Anytime you see someone come back from war with their face blown away, you never forget. I never forgot what they did to this one guy. I was seventeen. They would roll his skin up, every so often, from his legs up to his face, to keep it alive. The extra skin grew on his face, and they cut out the eyes and the nose in the skin. They reconstructed him the way he was before, but with a large piece of skin around his neck. It's still difficult to see a guy take his leg off to swim.
Everyone was close before the war, so the war didn't bring us that much closer. Everybody knew each other.
We had one [friend], every time a freighter
would go by, he'd fly under the table. It was difficult for us. One guy
went in the water and lost his glass eye in the sand.

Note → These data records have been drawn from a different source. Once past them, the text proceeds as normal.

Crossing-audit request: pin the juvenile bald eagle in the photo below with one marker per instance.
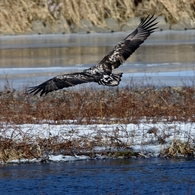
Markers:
(102, 72)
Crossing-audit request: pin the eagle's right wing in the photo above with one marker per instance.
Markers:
(62, 81)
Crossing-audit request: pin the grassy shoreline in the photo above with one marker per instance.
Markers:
(64, 16)
(87, 107)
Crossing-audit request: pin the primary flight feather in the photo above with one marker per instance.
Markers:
(102, 72)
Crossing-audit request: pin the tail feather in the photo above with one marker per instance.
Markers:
(110, 80)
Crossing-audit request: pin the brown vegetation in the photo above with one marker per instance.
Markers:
(17, 16)
(101, 106)
(88, 106)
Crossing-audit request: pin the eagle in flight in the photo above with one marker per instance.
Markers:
(101, 73)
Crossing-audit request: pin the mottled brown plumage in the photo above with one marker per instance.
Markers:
(102, 72)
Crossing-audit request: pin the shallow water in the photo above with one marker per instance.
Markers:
(29, 60)
(132, 176)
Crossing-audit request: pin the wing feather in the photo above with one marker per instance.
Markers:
(61, 81)
(101, 73)
(127, 46)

We all helped him
search for it.
I don't think that we should be over there [Iraq]. They have been fighting for a long time and they'll continue to fight. We are losing all of our good men, for what? They're going to come and bomb us, because we've got too much nose trouble. We say peace, but are we really there in peace, or are we causing trouble?
I don't think that we have the good men that
we used to have. Now we have the news media in the middle of everything.

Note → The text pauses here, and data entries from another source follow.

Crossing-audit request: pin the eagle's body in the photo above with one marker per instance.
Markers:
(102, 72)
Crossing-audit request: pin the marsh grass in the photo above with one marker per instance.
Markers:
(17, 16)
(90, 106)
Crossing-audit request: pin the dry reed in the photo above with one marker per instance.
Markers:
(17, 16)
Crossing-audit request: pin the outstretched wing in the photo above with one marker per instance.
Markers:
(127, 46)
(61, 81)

Roosevelt had an affair, and we didn't find out until twenty-five years
later. It just wasn't allowed for the news media to have their nose in
everything. All I can think of is a bunch of little old ladies on the porch
of a nursing home. To me that's the news media talking back and forth,
and if they'd shut up everything would be fine. I think television started
all of this [gossip], bringing it right into your front room. Today, you've
got the president saying one thing, and fifteen other senators saying what
he should or shouldn't have done.
When Truman spoke, you almost had to go along with him. He just said, drop the bomb. At that time, the war was going on way too long. Germany had surrendered, the Japanese were still going on. They were dirty fighters. He had to do something, I think it was a hard decision. Nobody had thought twice about the order to do it. They say that they saved all those lives by dropping the bomb. They showed how it mushroomed. Later on you saw what happened to the people. They [the US] built it back up and helped as much as they could.
No, I don=t think anyone argued over the
atomic bomb, but then again nobody had any use for the Japanese anyway.
All we heard about was Hitler, and Mussolini. Nobody heard much about the
Japanese, until they came over and bombed Pearl Harbor.
Today, I still wouldn't trust the Japanese or the Chinese. They did depict them as very sneaky. If you turned your back, you'd have a knife between your blades. To me, they are over there getting bombs ready. We have to start watching them more.
The media is trying to keep it so that you
love your brothers. I think racism is still out there.
World War II got the respect it deserved at first. When the Korean and Vietnam Wars came around it blocked out WWII, and was kinda forgotten.
I don't think that the younger generations have the respect that the older generations have. Then again, the mothers and fathers are out working, the kids are watching Jerry Springer. Back then you sat around as a family. There was no television. Now it's easier to go to the mall on Sunday, then go and see grandma.
I haven't seen any of the recent WWII movies.
I've heard of a few men that wouldn't go see it, because it brought back
too many memories of it.
The most memorable thing about the war, was seeing all the boys come back all shot up. And talking to people that got plastic surgery. It's scary to think how close the war came to us. I had a penpal in England telling me about how the bombs were being dropped over there, but you never experienced it.
I felt closer to Mrs. Ritchie that day. It was as if I took a part in preserving a piece of history. She had taken the time to verify many of the things that I was currently learning about, but was always afraid to believe.